Me mantinha através dos meus sonhos e de meus mundos de fantasia. Eles eram perfeitos. E eram alimentados por livros e séries diferentes. O que reforçava a visão que o mundo tinha de mim, de que eu era uma aberração. Não sabia conversar, não sabia me expressar, não levava amigos em casa, não saia pra baladas. E realmente nunca vi problemas nisso, eu me sentia bem e hoje eu ainda me sinto bem sendo assim.
Por esse tempo fui tendo o rótulo de ser uma pessoa difícil. Hoje em dia eu seria uma pessoa que tem todo o direito de falar o que pensa. Mas naquela época não. Eu mal saia do meu quarto. Era do quarto pra escola e depois pro trabalho. O pouco que saia? Quando eu via alguém traindo ou tratando mal outra pessoa. Mas ao falar a respeito eu não prestava.
Quando sai de casa casada, não sabia que eu ainda passaria por coisas que teriam um grande impacto no futuro na minha saúde mental. Eu fui “recrutada” como alguém jovem que pode ser moldada pra ser a esposa perfeita. Que aceita tudo, que apoia tudo. Que aguenta tudo.
Fui aprender sobre Transtorno de Personalidade Narcisista durante a terapia. Nunca imaginaria que eu poderia ter sido uma sobrevivente. De que alguém em vestes de rei mas de coração podre, poderia ser assim. Alguém que pro mundo é perfeito, é a vítima. E que eu sairia como o algoz. O demônio.

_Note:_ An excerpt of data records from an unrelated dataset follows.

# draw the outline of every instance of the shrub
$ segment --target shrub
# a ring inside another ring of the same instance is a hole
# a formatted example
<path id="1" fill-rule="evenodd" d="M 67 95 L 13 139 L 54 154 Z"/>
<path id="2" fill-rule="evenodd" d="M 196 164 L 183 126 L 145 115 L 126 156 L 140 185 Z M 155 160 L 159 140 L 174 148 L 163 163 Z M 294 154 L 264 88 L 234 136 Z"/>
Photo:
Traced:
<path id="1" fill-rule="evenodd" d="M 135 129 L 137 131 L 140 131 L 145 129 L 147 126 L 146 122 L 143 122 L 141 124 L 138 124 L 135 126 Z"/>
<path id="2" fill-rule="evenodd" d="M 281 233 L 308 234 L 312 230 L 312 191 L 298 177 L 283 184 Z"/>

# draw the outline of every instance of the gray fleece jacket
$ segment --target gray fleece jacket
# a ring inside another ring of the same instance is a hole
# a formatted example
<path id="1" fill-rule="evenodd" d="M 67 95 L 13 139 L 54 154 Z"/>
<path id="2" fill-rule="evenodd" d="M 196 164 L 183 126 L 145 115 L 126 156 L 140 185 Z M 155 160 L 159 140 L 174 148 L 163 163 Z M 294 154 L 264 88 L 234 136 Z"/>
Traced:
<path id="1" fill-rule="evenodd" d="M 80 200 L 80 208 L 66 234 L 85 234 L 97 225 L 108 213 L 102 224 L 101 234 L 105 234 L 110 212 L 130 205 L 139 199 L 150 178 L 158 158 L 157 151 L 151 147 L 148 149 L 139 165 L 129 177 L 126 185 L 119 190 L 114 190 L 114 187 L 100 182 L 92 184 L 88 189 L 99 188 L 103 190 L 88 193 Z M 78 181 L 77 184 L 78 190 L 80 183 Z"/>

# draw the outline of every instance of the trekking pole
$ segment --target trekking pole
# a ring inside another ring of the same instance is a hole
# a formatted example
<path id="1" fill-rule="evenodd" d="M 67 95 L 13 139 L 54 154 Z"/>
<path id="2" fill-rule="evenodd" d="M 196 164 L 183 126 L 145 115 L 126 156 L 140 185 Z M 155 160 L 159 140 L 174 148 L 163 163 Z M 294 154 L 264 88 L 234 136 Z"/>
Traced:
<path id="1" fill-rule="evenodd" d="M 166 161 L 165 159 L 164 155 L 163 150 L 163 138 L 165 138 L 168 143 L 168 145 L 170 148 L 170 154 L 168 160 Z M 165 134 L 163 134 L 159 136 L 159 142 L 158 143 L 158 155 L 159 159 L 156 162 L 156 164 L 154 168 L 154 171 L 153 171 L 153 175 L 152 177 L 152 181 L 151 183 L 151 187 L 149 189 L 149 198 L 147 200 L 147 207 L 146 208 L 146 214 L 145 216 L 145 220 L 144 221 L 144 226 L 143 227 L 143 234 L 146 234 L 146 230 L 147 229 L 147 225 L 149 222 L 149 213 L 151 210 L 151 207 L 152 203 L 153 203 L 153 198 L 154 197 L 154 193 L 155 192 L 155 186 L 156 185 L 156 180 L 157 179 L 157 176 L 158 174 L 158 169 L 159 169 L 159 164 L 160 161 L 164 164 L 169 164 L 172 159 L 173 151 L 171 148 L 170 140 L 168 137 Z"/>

Pesquisem a respeito desse transtorno. Sim, tem CID. Reconhecido por médicos. E não, não estou exagerando ou criando teorias de conspiração. É fato. É ciência.
E como essas pessoas conseguem até afastar familiares dos sobreviventes. Campanhas de difamação, choros falsos. Eles sabem escolher a dedo as pessoas onde vão sugar tudo. Pessoas solitárias, incompreendidas. Com histórico de abusos. E tiram tudo dessas pessoas, sugam tudo até deixar elas em pedaços onde mais nada resta a não ser a opção que o sobrevivente tem de acabar com a dor. Não é se matar por se matar. É acabar com a dor. Porque já não temos mais voz pois ninguém acredita na gente.
Eles conseguem provocar ao ponto de fazer com que a gente surte para mostrar que eles tem razão a nosso respeito.
Pra vcs terem ideia, fiquei sabendo da morte da minha mãe, a única que estava do meu lado, por intermédio dessa pessoa. Minha família falou com ele primeiro antes de me informar. Por quê? Eu não tinha ido ajudar minha mãe enquanto ela estava doente. Eu estava doente e ainda estou. Mas a semente que essa pessoa plantou na mente dos meus familiares foi regada com sucesso quando a pessoa apareceu lá depois do funeral e foi acolhida por minha família. Pagou até uma lápide pro túmulo da minha mãe.
Você não sabe o quanto é ruim ouvir de pessoas que deviam te apoiar que o seu abusador, a pessoa que abusou de vc fisicamente, psicologicamente e até sexualmente, é uma pessoa boa.
Mas não guardo raiva. Não guardo rancor. Só não fazem mais parte da minha vida. Escolheram o caminho deles e eu não estou nele. O narcisista sim, mas eu não. E não fico triste mais com isso, aprendi a lição.
Vou tratar sempre bem, quando eu estiver curada, se precisarem de mim vou dar apoio. Mas se não quiserem falar comigo nunca mais não farão falta. Brasília morreu pra mim quando minha mãe morreu.
Eles sabem tudo o que aconteceu. Só decidiram não acreditar e tomar o lado de outra pessoa que não tem o mesmo sangue que eles.
O motivo de eu escrever isso? Faz parte da terapia. Eu tenho que contar, eu tenho que ter esse direito. Mas não espero nada. Não quero acusações, não quero julgamento. Só quero que vc veja que eu não sou a vilã, o demônio, a bruxa má.
Essa foi só uma introdução. A história resumida vai no próximo link.
E preciso tirar isso do peito para começar 2022 bem. Meus filhos precisam de mim. Meu menino precisa de mim.